Census Bureau spokesperson Michael Cook and Justice Department spokesperson Kelly Laco both declined to comment on the Maryland plaintiffs’ latest court filing.
In a written statement, Kevin Manning — a spokesperson for the Commerce Department, which oversees the Census Bureau — compared the plaintiffs’ claims to “conspiracy theories” that are “outlandish and should be disregarded.”
Manning emphasized that neither Hofeller nor his views were part of Commerce Secretary Wilbur Ross’ decision to approve including a citizenship question on 2020 census forms.
In the months leading up to the administration’s March 2018 announcement of the addition of a citizenship question, Jones was advising Jarmin, who was the bureau’s then-acting director. Commerce Department officials who were under pressure from Ross to get the question on the census relied on Jones as a point of contact.
“Christa was my liaison over there to ensure that we could get a timely response from Census,” Commerce Department official Sahra Park-Su testified during a deposition for the lawsuits. “If she responded, then that was good as — as what Census was going forward with.”
In an email to Jarmin last year about conservative groups Ross could speak with while weighing the pros and cons of adding a citizenship question, Jones suggested reaching out to Mark Krikorian and Steven Camarota of the Center for Immigration Studies. Both are longtime advocates of using a citizenship question’s responses to exclude noncitizens from census numbers that determine each state’s share of congressional seats.

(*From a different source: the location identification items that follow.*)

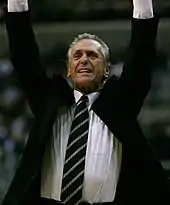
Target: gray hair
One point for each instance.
(105, 48)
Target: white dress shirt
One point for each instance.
(142, 9)
(103, 156)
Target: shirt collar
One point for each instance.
(92, 96)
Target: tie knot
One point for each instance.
(84, 98)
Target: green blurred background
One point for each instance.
(55, 24)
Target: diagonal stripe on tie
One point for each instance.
(73, 172)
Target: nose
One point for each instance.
(84, 59)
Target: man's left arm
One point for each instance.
(135, 79)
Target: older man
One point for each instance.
(86, 146)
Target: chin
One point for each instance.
(86, 85)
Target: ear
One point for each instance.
(68, 70)
(107, 70)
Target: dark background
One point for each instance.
(56, 23)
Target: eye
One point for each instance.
(93, 55)
(77, 55)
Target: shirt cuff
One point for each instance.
(17, 5)
(143, 9)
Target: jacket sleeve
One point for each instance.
(135, 80)
(25, 58)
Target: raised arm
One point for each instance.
(136, 76)
(25, 53)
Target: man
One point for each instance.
(86, 146)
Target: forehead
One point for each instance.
(87, 44)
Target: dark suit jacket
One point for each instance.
(142, 179)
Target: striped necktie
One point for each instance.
(73, 172)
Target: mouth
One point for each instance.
(84, 70)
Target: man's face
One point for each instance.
(87, 65)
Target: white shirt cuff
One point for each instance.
(17, 5)
(142, 9)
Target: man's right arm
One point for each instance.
(25, 53)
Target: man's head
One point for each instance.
(88, 62)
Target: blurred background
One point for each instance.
(56, 23)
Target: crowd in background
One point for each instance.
(16, 117)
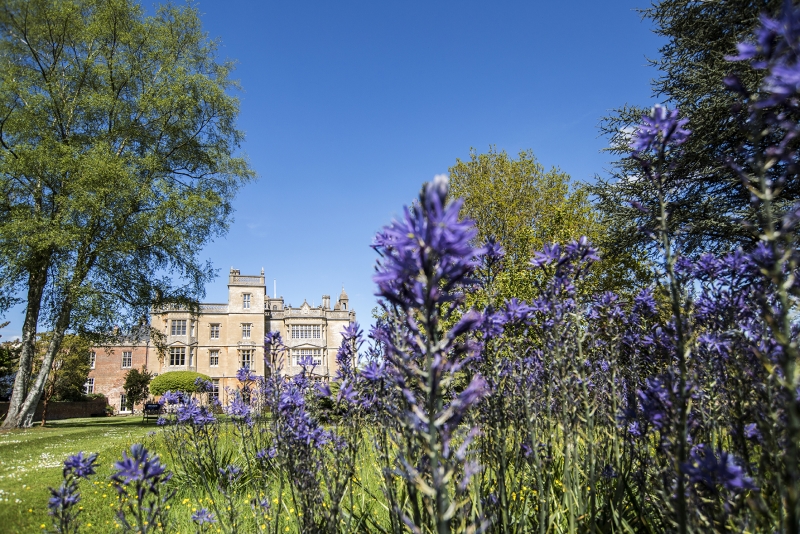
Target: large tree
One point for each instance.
(522, 206)
(706, 200)
(118, 162)
(69, 371)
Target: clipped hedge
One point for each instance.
(176, 381)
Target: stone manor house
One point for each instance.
(223, 338)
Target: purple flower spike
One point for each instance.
(139, 466)
(203, 516)
(427, 234)
(710, 469)
(662, 127)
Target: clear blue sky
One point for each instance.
(348, 107)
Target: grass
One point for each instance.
(31, 461)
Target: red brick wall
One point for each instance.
(108, 373)
(64, 410)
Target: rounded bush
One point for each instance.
(176, 381)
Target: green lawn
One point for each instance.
(31, 460)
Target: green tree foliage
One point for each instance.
(176, 381)
(137, 387)
(523, 207)
(706, 200)
(69, 371)
(117, 162)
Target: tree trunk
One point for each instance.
(44, 409)
(25, 415)
(37, 279)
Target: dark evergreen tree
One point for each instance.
(706, 201)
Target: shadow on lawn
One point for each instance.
(133, 421)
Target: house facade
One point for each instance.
(224, 337)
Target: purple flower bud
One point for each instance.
(203, 516)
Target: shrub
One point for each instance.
(176, 381)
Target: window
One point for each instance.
(306, 331)
(307, 357)
(177, 356)
(179, 327)
(247, 359)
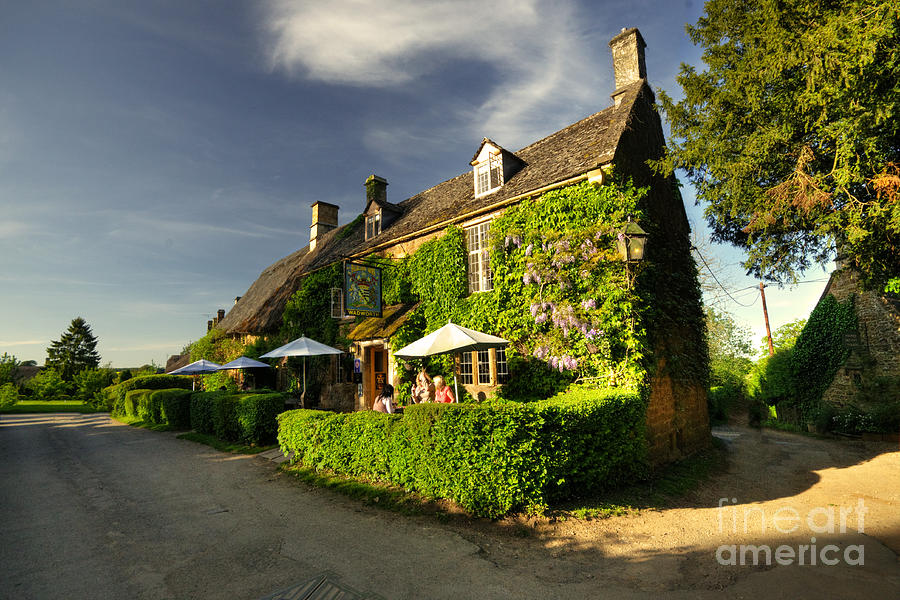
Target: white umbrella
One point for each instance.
(450, 339)
(244, 363)
(304, 347)
(198, 367)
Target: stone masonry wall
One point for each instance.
(877, 342)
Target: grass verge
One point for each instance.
(40, 406)
(371, 493)
(137, 422)
(223, 446)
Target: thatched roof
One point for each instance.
(570, 152)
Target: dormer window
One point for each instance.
(488, 175)
(373, 225)
(492, 167)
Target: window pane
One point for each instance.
(465, 368)
(502, 367)
(484, 367)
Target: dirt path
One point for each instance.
(90, 508)
(780, 489)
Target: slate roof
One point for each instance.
(572, 151)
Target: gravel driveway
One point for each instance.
(90, 508)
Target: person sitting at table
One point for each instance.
(442, 392)
(423, 389)
(384, 402)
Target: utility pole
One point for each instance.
(762, 293)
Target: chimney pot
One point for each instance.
(324, 219)
(376, 190)
(628, 58)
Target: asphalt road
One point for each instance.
(90, 508)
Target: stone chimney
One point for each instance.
(376, 190)
(628, 59)
(324, 220)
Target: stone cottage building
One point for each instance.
(874, 347)
(625, 135)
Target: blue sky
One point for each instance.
(156, 156)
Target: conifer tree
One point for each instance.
(790, 132)
(75, 351)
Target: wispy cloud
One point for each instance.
(22, 342)
(12, 229)
(539, 61)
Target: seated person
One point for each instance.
(423, 388)
(385, 401)
(442, 392)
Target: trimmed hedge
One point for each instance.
(161, 407)
(597, 440)
(247, 418)
(490, 458)
(175, 407)
(115, 394)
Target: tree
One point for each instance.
(791, 135)
(74, 351)
(729, 349)
(9, 366)
(785, 336)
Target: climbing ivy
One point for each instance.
(820, 351)
(560, 293)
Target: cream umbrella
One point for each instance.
(448, 339)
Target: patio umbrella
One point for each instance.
(302, 346)
(199, 367)
(450, 339)
(244, 363)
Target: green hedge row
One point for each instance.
(247, 418)
(490, 458)
(163, 407)
(115, 394)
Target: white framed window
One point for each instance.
(480, 276)
(484, 367)
(373, 225)
(502, 366)
(339, 371)
(465, 368)
(488, 175)
(337, 303)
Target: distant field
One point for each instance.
(37, 406)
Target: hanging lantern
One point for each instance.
(632, 240)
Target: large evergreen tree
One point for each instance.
(791, 134)
(75, 350)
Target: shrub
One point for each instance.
(48, 386)
(9, 395)
(175, 407)
(490, 458)
(257, 417)
(115, 394)
(202, 404)
(771, 380)
(721, 399)
(89, 382)
(597, 439)
(248, 418)
(531, 379)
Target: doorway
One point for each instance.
(378, 373)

Next week, the plaintiffs’ attorneys head to the U.S. district court in Maryland to argue for Judge Hazel to reconsider an allegation that the Trump administration intended to discriminate against immigrant communities of color by adding the question, “Is this person a citizen of the United States?” Hazel is also considering a request to review new evidence that plaintiffs say shows that administration officials conspired to violate those communities’ constitutional rights.
Hazel’s earlier ruling blocks the administration’s plans for the question but did not find that there was enough evidence to support the discrimination or conspiracy allegations by plaintiffs in Maryland. That decision has been appealed to the 4th U.S. Circuit Court of Appeals.

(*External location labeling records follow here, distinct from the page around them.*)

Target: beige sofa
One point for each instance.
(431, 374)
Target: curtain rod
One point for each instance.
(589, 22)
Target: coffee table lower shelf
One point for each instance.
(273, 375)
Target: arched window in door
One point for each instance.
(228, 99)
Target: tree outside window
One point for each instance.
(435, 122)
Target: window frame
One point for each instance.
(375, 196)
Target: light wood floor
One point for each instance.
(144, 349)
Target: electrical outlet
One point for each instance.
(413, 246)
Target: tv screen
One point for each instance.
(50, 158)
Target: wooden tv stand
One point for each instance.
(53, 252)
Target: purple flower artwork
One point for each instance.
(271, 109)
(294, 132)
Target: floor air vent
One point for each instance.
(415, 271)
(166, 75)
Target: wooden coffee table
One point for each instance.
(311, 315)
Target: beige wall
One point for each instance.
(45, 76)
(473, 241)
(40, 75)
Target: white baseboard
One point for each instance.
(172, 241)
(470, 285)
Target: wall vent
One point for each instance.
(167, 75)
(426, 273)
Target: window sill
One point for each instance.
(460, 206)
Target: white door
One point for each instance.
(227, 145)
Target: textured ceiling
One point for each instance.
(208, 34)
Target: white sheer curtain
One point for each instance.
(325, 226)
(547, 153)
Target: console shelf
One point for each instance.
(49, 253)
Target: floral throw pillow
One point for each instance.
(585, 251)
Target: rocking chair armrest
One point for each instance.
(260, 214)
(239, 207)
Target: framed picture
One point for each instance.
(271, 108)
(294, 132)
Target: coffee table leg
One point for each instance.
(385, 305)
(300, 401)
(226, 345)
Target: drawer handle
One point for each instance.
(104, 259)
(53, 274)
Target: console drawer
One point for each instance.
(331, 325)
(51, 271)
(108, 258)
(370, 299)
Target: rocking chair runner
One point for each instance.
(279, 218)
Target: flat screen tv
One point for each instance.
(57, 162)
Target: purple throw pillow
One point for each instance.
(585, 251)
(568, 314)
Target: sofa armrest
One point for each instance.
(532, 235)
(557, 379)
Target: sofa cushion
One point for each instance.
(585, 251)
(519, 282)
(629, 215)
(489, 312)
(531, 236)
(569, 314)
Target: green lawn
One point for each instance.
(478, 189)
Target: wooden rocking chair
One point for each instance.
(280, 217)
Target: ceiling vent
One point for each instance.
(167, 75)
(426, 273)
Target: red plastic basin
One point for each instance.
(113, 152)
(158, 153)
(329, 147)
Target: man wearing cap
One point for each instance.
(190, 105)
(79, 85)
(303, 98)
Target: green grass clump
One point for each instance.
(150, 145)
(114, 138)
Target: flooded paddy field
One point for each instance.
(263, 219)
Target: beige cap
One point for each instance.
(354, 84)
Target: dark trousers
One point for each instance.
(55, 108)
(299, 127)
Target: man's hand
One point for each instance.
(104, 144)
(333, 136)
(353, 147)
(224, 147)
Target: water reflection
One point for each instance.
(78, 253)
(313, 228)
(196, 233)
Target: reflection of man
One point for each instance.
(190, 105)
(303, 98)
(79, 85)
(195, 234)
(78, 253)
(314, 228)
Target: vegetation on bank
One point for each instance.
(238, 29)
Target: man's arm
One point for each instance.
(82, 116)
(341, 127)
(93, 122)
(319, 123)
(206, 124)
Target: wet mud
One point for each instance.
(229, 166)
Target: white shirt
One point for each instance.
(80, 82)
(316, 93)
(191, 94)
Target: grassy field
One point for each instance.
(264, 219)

The hearing before Judge Hazel is set for June 18 — a day after the Supreme Court is expected to release its next batch of decisions, which may include a ruling for similar citizenship question lawsuits based in New York. Earlier this week, plaintiffs in the New York cases asked the justices to delay issuing a ruling until a lower court in Manhattan can finish reviewing evidence from Hofeller’s documents of an alleged cover-up within the administration of the question’s origins.
Previously released Census Bureau research shows the question — “Is this person a citizen of the United States?” — is highly likely to deter households with noncitizens from participating in the constitutionally mandated head count of every person living in the country. That has sparked multiple lawsuits over the question by states, cities and other groups concerned about how the question may harm the accuracy of census numbers and how political representation and federal funding are shared over the next decade.
Census data are used to determine each state’s share of congressional seats and Electoral College votes, draw new voting districts and guide how an estimated $880 billion a year in federal tax dollars for schools, roads and other public services are distributed to local communities.
While the legal battle over the question continues, the Census Bureau is facing a time crunch to finalize forms for next year’s national head count. The bureau has been waiting for the courts to decide whether the census can include the question. Agency officials say the printing of 1.5 billion forms, letters and other mailings for the census must begin by July 1 to avoid disrupting the last stage of census preparations.